Never had issues with the VP Components headset (made under a Cane Creek license) on my low end Bikes Direct Windsor Wellington 3.0.

So... Cane Creek 40-series will be a a good headset to get without breaking the bank.


----------



## Hyder (May 30, 2013)

bikerjulio said:


> Did you set this up yourself?
> 
> I only ask because most headset issues like yours are the result of an incorrect understanding as to how a threadless headset works and how to correctly set up. There are endless threads about this so google is your friend.
> 
> There's nothing wrong with FSA headsets. Extremely common as OEM items.


No sir,

It is the stock headset that came with the bike. I noticed that it started getting loose fairly quickly after i received the bike. I have taken it to the LBS a few times and had them tighten it, but it still keeps getting loose. Figured I would just change it out and see if that helps any. It is not my main bike so I do have another to ride, just figured I should not have to tighten it that much.. I have never tightened my other bikes headset and I ride that way more...


----------



## Gatorfreak (Feb 20, 2012)

I had the same problem.
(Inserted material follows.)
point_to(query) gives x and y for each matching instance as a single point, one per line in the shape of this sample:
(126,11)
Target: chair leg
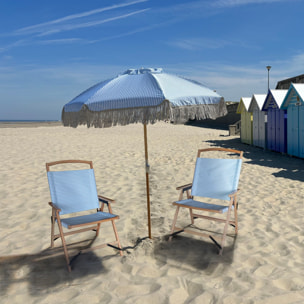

It seems that the compression plug can distort the steerer tube just enough that the stem doesn't grip properly when you bolt it on.

Adjust it as your normally would so it feels right. Then remove the top cap while leaving the stem mounted as it is. Now remove the compression plug. Further tighten the stem bolts without moving the position. Re-insert the compression plug and tighten only enough so it will stay put. Bolt the top cap back on and tighten just enough so it stays put. 

Let me know how that works out.


----------



## Gatorfreak (Feb 20, 2012)

Hyder, did you ever find a solution? After about a year the headset loosened up again and I performed the same procedure again. If a new/different headset solved it for you I might buy one. Re tightening once a year isn't too big a deal though.


----------



## Hyder (May 30, 2013)

Gatorfreak said:


> Hyder, did you ever find a solution? After about a year the headset loosened up again and I performed the same procedure again. If a new/different headset solved it for you I might buy one. Re tightening once a year isn't too big a deal though.


Hey Gatorfreak,

I ended up taking it to my LBS and the mechanic works some magic and it has never came loose again. Not sure what he did but it has worked just fine since.. I took it in and told him I wanted it replace my headset, he said to let him give it a shot before I replace it, and it has been perfect..


----------